Des fourneaux à Miles Davis Claude Nobs et B.B. King.
Claude Nobs ou la fabuleux destin d'un adolescent de dix-sept ans qui choisit de devenir cuisinier plutôt que de reprendre la boulangerie familiale. En apprentissage à Bâle, il découvre Duke Ellington et Ella Fitzgerald. De retour à Montreux, il travaille comme comptable à l'Office du tourisme. C'est à ce moment là qu'il a l'idée de monter un festival. Avant de se lancer dans l'aventure en 1967, grâce au soutien de Nesuhi Ertegun, il sera le premier à inviter les Stones en Suisse.

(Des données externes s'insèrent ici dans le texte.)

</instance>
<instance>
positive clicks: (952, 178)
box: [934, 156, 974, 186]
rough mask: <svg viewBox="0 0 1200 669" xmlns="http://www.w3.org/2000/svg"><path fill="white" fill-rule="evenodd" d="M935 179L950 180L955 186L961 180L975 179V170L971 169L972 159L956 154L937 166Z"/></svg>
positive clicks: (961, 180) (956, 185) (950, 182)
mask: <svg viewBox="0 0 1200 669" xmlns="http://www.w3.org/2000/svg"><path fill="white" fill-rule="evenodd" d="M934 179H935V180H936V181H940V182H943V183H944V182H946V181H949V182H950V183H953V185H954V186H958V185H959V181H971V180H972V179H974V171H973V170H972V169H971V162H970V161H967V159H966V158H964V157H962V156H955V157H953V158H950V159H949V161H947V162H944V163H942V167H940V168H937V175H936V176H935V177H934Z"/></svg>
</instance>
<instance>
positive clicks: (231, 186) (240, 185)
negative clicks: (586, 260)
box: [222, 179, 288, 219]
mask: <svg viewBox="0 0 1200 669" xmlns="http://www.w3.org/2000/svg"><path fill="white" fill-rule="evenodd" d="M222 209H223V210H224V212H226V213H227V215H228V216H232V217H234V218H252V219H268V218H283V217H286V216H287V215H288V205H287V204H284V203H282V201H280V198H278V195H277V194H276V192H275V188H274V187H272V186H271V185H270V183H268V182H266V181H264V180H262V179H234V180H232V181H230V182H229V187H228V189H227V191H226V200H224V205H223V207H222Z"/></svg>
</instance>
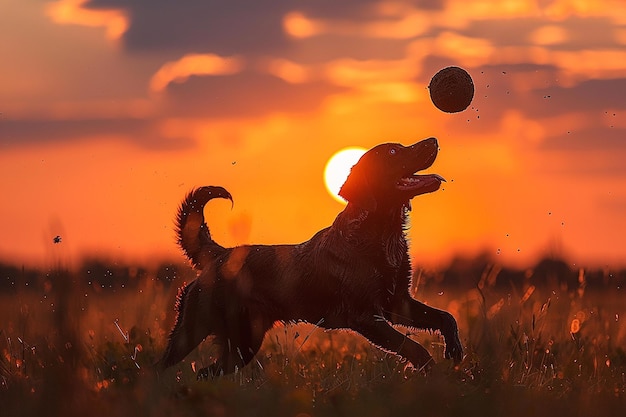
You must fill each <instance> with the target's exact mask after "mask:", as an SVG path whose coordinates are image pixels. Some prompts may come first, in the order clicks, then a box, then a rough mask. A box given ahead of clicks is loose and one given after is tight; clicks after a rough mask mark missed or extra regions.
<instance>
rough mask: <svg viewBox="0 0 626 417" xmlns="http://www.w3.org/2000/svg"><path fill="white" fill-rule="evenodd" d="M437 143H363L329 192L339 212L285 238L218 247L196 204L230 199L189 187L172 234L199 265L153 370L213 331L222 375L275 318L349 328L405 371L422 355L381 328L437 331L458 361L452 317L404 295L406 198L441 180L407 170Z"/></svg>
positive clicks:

Les plus grands noms de la scène internatinale se succèderont sur les rives du Léman: Count Basie, Miles Davis, James Brown, Ray Charles, Eric Clapton, Prince, David Bowie, Gilberto Gil, B.B. King, Oscar Peterson, Nina Simone, Leonard Cohen, Santana, Keith Jarett. L'incendie du Casino de Montreux, en 1971, inspira à Deep Purple leur tube planétaire,
Smoke in the water, dans lequel est mentionné «funky Claude».
Observateur avisé des évolutions du disque qui ont conduit du 33 tours au CD jusqu'à la révolution numérique, Claude Nobs reconnaîssait l'impuissance de l'industrie à contrôler le téléchargement, la dématérialisation de la musique et regrettait «ce raz-de-marée consumériste, cette fringale musicale du public face à des centaines de milliers de titres disponibles en ligne, parfois sans aucun contrôle antipiraterie.» Sceptique sur les effets de l'Internet sur la musique - «Est-ce une chance pour la création? Je n'en suis pas sûr», avouait-t-il , déplorant le retard pris par l'industrie contre la piraterie et les effets néfastes de la gratuité. Malgré tout, Claude Nobs , optimiste, préconisait simplement «de replacer en avant les artistes et la création, de privilégier la scène et de retrouver le son le plus naturel possible à une époque où la consommation électronique à outrance a détérioré la qualité d'écoute».